Geoffrey was still tall, but he’d become very thin. And not been-to-the-gym-got-himself-in-shape-thin either. Skeletal thin; not eating thin; heartsick thin and it was almost enough to give her a little thrill of pleasure, to see he was still suffering.

“What the hell do you want?” She felt suddenly focused. The pain in her knee, which had been dull at best, burst into vibrant throbbing life. Anger flowed through her veins like molten silver. She was very much alert, alive and she owed it all to the rage Geoffrey conjured in her.

He seemed to realise it and his steps faltered. “I…I came to see you. And Simon.”

“I’m surprised you haven’t let yourself in, made yourself at home,” she snarled, gloved hands clutching at the gate.

“You took my key away.”

She’d forgotten that. It had been the same day she’d taken his name off the joint accounts, and cut up his credit card. The same day she’d watched him stuff as many clothes as he could into a big bag on wheels and listened to it thump down the stairs. The same day he’d come home from the hospital and spent a grand total of forty-five minutes packing up the bits of his fifteen-year marriage he wanted to keep. He took no photos, no keepsakes; just his thirty-two pairs of argyle socks and his collection of cotton boxers, his jeans, sneakers and sweaters and polo shirts. He’d left his suits and his business shirts and the three pairs of leather shoes, which had given off a stench when Caroline burned them all in the back yard later that afternoon, watching the flames flare and glare and crackle and burst.

Now he was back with a “Hello, Caroline” as if they were meeting for coffee.

“And anyway, I knocked. I knocked a lot. I could hear music and someone moving around inside—is it Simon? It must be Simon—I kept up with the coverage, so I know he’s home—but no one answered the door. So I thought I’d wait.”

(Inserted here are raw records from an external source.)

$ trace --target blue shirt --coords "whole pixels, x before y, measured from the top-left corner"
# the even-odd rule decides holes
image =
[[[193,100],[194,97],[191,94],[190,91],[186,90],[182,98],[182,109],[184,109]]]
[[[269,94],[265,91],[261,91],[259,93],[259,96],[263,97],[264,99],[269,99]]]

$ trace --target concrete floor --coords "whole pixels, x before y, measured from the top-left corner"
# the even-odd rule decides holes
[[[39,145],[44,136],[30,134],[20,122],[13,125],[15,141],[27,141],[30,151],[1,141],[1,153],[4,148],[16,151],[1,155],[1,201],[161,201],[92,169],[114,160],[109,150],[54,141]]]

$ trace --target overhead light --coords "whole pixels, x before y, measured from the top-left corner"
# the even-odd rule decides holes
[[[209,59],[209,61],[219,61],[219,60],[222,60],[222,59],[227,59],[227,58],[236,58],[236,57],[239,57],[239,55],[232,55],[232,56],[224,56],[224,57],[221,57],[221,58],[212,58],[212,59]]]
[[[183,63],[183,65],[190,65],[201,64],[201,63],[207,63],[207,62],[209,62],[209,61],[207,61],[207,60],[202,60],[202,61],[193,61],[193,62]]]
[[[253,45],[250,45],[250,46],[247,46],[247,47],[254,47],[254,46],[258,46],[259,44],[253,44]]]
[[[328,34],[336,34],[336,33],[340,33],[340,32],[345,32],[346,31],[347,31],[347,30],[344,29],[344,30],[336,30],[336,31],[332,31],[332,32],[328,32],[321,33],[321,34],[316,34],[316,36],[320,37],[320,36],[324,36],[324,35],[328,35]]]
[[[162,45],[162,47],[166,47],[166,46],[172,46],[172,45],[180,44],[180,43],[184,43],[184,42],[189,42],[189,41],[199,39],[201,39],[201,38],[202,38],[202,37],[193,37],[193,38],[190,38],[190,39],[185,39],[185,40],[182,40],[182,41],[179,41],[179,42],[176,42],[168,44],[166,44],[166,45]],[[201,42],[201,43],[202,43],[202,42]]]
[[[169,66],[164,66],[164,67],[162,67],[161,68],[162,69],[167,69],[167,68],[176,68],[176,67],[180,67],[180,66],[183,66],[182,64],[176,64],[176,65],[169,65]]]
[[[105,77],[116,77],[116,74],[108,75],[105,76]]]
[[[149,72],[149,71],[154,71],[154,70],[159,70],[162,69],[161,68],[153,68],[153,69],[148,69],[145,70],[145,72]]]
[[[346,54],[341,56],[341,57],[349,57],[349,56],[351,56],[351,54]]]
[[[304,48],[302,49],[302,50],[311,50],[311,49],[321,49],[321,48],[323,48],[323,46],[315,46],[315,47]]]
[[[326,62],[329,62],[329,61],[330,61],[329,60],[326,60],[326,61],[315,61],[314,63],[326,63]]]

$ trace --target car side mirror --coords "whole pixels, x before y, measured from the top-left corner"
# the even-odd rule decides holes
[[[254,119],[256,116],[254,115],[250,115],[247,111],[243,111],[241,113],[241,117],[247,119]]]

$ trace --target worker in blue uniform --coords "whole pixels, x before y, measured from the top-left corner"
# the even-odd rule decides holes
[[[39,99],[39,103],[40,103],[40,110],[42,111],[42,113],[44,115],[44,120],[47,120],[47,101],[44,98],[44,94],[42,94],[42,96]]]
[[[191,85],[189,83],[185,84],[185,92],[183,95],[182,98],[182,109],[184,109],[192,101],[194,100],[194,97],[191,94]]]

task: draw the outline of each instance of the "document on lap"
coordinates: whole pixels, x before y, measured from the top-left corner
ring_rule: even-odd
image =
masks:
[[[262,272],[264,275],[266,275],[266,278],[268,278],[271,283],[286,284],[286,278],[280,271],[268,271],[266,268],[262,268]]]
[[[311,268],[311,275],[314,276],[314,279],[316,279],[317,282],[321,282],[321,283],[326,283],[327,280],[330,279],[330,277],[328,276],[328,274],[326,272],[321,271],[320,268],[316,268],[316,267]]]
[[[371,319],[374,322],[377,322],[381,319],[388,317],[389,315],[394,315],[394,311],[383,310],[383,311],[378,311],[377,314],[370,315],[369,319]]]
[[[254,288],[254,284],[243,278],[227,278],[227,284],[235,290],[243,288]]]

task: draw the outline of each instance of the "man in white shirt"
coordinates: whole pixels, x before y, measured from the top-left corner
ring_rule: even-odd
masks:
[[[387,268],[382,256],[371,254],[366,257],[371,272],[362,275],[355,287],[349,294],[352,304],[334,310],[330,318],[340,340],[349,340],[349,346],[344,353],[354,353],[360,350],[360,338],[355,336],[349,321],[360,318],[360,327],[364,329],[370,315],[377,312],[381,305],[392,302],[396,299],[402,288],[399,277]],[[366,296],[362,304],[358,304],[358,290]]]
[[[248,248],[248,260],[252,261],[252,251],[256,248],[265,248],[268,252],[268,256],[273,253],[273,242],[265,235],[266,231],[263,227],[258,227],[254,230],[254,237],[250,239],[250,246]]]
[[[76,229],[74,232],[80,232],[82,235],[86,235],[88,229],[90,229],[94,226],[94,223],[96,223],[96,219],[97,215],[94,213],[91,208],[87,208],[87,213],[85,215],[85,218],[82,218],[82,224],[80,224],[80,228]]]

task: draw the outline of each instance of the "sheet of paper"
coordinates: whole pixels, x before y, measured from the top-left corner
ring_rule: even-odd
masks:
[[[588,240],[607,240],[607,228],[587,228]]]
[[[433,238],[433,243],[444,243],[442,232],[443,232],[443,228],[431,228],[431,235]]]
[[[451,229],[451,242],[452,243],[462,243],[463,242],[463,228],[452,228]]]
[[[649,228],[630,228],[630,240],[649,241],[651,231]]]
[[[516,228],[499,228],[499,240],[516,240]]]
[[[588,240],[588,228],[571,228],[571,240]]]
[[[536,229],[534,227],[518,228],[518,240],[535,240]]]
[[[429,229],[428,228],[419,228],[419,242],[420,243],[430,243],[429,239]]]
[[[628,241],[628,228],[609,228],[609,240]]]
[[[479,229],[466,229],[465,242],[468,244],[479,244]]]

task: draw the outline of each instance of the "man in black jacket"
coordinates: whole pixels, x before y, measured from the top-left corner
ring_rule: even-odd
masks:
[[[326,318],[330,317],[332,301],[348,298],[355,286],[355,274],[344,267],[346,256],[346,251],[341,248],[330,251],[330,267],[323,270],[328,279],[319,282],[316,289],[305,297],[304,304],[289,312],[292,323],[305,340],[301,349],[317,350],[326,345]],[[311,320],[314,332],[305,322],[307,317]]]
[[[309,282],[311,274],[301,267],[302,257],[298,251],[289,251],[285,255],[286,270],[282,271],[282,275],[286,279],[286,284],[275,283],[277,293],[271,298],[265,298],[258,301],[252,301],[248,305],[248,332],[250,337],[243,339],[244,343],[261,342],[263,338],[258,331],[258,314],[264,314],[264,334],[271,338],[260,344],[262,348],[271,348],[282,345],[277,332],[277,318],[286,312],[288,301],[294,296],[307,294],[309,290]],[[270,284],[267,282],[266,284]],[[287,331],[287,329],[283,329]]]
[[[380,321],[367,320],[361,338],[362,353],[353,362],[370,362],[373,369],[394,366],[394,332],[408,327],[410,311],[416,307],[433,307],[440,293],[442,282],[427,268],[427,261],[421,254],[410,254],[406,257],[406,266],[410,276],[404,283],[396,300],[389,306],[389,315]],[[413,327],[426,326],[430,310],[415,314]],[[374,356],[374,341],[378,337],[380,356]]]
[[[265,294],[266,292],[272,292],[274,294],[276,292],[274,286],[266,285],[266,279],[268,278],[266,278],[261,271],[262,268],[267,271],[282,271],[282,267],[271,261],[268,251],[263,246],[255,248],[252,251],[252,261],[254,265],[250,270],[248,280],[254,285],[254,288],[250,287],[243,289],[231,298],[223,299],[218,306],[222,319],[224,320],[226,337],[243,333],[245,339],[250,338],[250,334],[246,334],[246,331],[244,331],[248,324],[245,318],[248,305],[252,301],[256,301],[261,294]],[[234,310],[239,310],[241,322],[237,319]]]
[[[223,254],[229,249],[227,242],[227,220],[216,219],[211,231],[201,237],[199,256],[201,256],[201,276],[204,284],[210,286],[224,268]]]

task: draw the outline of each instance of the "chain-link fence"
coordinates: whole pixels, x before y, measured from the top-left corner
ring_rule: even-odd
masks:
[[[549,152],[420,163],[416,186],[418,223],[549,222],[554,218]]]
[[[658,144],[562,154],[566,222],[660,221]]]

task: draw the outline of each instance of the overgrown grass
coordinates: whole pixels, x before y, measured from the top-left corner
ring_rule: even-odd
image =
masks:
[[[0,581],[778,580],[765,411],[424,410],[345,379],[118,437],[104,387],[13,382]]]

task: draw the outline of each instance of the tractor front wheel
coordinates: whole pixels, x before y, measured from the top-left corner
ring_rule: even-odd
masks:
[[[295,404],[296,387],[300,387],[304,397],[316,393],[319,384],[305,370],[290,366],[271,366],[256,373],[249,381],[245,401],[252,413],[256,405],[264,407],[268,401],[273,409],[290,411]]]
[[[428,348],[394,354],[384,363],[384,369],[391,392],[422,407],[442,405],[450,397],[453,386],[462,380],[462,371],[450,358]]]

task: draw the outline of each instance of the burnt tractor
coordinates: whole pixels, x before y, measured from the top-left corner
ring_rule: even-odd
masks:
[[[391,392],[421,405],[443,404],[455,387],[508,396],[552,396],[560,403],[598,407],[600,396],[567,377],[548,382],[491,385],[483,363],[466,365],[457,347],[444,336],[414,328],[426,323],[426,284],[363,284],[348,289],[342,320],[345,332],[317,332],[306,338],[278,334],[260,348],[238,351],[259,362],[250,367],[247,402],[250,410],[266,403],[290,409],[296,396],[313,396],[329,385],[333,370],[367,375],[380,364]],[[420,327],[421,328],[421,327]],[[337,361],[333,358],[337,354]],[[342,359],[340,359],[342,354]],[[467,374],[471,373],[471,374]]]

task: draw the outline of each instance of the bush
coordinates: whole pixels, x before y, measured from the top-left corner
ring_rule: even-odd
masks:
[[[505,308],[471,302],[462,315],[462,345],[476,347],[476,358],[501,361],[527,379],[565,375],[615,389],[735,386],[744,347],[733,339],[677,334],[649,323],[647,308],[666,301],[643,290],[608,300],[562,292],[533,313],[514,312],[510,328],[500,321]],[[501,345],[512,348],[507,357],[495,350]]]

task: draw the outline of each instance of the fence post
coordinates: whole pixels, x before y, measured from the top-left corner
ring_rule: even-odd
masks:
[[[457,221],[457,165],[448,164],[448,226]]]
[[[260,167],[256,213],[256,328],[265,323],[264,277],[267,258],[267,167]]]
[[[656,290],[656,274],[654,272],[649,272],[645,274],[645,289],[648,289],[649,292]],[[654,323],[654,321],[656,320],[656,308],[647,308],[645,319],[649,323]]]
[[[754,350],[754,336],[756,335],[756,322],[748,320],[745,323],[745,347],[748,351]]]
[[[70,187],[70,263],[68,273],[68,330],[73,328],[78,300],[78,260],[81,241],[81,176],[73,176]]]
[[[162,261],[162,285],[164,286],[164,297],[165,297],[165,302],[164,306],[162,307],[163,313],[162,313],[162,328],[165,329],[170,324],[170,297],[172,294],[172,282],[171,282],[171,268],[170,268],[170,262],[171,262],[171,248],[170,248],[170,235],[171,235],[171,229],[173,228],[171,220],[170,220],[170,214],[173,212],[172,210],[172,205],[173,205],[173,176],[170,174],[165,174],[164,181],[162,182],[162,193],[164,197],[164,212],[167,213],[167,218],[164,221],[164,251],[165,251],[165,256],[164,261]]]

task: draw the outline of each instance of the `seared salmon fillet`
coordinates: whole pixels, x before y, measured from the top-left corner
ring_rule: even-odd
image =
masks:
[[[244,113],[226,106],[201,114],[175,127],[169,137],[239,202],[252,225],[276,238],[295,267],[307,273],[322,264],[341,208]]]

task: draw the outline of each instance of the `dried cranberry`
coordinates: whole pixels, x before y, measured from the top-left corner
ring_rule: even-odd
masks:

“Simon doesn’t answer the door. He doesn’t go out anymore, Geoffrey,” she said in a tone that told him these were important things to know. “Our son doesn’t have a life anymore.”

She bit her tongue and stopped herself from adding: We don’t have a son anymore.

“I thought…I thought I’d like to see him.”

“You thought? You thought?” Her voice began to rise. Soon only dogs will be able to hear me. She had to bite down on the giggles that threatened. “When did you start thinking, Geoffrey, about anyone but yourself?”